Add Some Novelty to Your Knitting with Ribbon Yarn

Cherry Colored Ribbon Yarn. meknits/Flickr

There are all sorts of novelty yarns available on the market today, from flashy eyelash yarns to nubby, fluffy, and just about any other kind of textured yarn you could possibly want.

The Start of a Novelty Yarn

One novelty yarn that came onto the scene in the early 2000's and is still popular today is known as ribbon yarn.

Ribbon yarn can be made out of various materials anything from cotton and rayon to nylon but it looks and feels like craft ribbon.

It can be found in solids and variegated colors from numerous manufacturers.

It's often sold in relatively small quantities of around 100 yards per ball.

Ribbon yarn is different from newer novelty yarns that might have ribbon in their name or description but that are worked like boa yarn or lace fabric yarn where you form the stitches in the side of the yarn itself rather than working in a more conventional way.

The Perils of Knitting with Ribbon Yarn

Knitting with ribbon yarn can be a challenge if you're a perfectionist and you like all of your stitches to look perfect. Ribbon yarn loves to spin and twist while you are working with it, and nothing short of constant vigilance on the part of the knitter will keep the yarn from twisting.

The finished look of a ribbon yarn project tends to be twisty, and it makes the finished stitches look uneven which depending on the pattern isn't necessarily a bad thing.

If your pattern is meant to show off delicate stitch work ribbon yarn might not be the best choice for that project.

Ribbon yarn can also be kind of heavy in a garment, so you probably don't want to knit a sweater out of it.

Using Ribbon Yarn

Ribbon yarn is great for accessories like belts and headbands, even bags.

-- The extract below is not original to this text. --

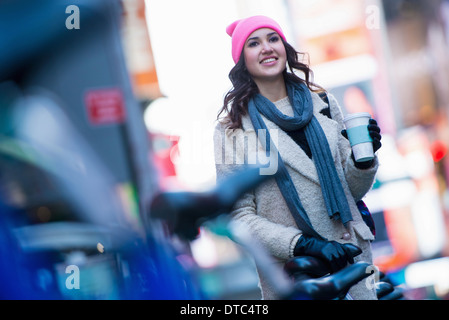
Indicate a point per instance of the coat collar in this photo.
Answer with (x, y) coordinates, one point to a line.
(288, 148)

It's a good weight for a summer top.

It can be combined with other yarns for a slightly more durable look, but it's really cute on its own.

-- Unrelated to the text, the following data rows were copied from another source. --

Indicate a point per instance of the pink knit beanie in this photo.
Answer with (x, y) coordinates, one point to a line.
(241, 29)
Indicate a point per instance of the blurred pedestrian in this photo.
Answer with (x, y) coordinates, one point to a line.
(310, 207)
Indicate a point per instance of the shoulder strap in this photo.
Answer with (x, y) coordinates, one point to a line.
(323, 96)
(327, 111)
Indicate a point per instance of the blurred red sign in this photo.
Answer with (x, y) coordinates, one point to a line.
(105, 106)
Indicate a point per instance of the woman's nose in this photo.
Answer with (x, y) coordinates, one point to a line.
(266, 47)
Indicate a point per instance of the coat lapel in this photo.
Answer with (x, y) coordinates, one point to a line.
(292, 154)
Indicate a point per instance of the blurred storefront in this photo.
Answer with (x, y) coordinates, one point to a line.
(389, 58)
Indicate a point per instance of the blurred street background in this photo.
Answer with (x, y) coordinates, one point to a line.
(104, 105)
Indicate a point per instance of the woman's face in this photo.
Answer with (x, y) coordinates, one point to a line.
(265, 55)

Projects Using Ribbon Yarn

There are a wide variety of free knitting patterns available using ribbon yarn.

It works great with a Dropped Stitch Belt. This yarn works well with dropped stitch patterns like the Ribbon Yarn Drop Stitch Scarf from Diane L. Augustin or the Wavy Ribbon Scarf (which uses a particular method of drop stitching sometimes called seafoam stitch) from Tess' Designer Yarns on Ravelry.

The Ribbon Rib Scarf from YIYO Designs is another interesting openwork pattern that uses ribbon yarn to great effect.

The Ribbon Yarn Hat from Mandyz Moons is another great little project to use a skein of this fun yarn (it's sized for kids).

Check out this Ribbon Xback from Knitty for a pretty summer top.